In Maxine Beneba Clarke’s twitter bio, she says “I try to write beautifully, about ugly things.” And that’s precisely what she does.
The Hate Race is a stunning, devastating, and powerful memoir. Clarke tells of her ‘typical’ Australian childhood – there was just one major difference between her and the rest of her classmates – she has brown skin.
The most striking thing about The Hate Race is how similar Clarke and my childhoods were. And also how very, very different.
Clarke and I both new the joy of a first bike; catching tadpoles; perfecting bubble-writing; watching Degrassi Junior High and The Cosby Show; and playing mixtapes on our boom boxes. Her description of her local swimming pool was exactly like my local swimming pool –
“The local outdoor swimming pool was all thigh-scalding concrete bleachers and grungy changing rooms with there-since-forever hairs caught around the shower plugholes. The toilet floors were always wet with pool water from peeled-off swimmers and who knew what else. The only salvation was the pool kiosk. stocked with banana Paddle Pops, Ovalteenies in orange foil packets and fifty-cent paper bags of chewy red and green frog lollies.”

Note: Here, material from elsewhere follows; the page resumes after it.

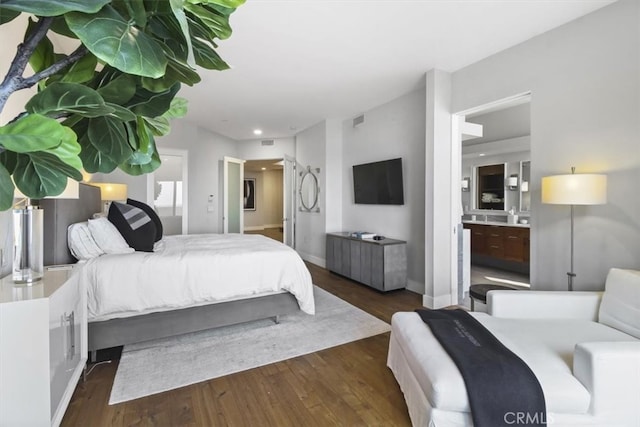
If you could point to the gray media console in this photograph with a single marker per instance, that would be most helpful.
(381, 264)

This is one example of dozens where Clarke described things that were so familiar to me, so exactly like what I remembered.
But I never hid in the toilets at lunch time.

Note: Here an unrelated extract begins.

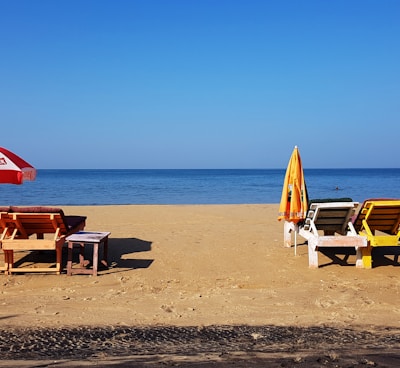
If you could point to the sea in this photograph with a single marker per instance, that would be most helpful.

I never had kids calling me a ‘filthy bitch’ and ‘dog’ because of the colour of my skin – and then teachers tell me that it was “only teasing”.

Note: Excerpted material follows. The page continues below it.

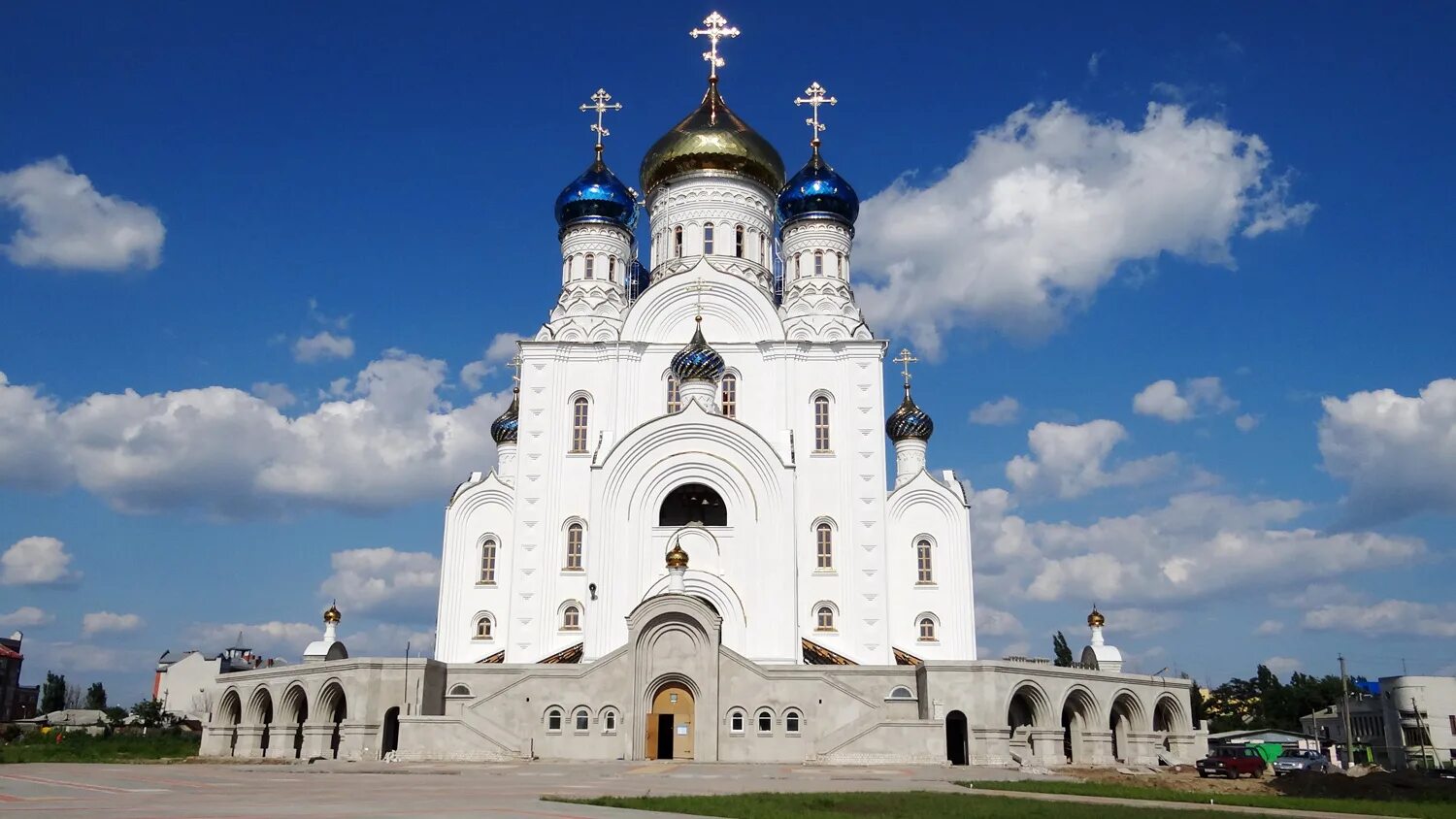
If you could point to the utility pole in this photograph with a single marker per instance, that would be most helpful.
(1344, 687)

I’ve never had a stranger pull over in their car and tell me to “Go the fuck back to where you came from.”
“Greg Adams called me dirty and disgusting. He recoiled when I came near him, in a deliberately exaggerated way. Greg Adams hated wogs, and chinks, and niggers, and abos, and curry munchers. His hatred was wide, and loud, and vicious, and entitled. His hatred knew no bounds.”
This is terrifying stuff. And I only had to read it.
I could go into detail about Clarke’s arresting writing, her cleverly structured text (based around the Afro-Caribbean storytelling tradition from which she is descended) and her repeated use of the poetic line, “This is how I tell it, or else what’s a story for” but it’s not necessary. What you will take from this book are the similarities and differences in childhoods. And how damaging that can be.
I wish this story had a happy ending but I’m afraid it does not – casual, overt and institutionalised racism still exist. As Clarke writes –
“I love this country, but I believe we could be so much kinder to each other. So much more equitable. So much better. I hope I live to see it happen.”
4.5/5 I want to make this book ‘required reading’.
My parents held lots of dinner parties in the eighties and my brother and I were like little scavengers, the After Dinner Mints the main prize –
“Cecelia, Bronson and I would hang around the kitchen sneaking soft white dinner rolls and after-dinner mints until shooed to bed.”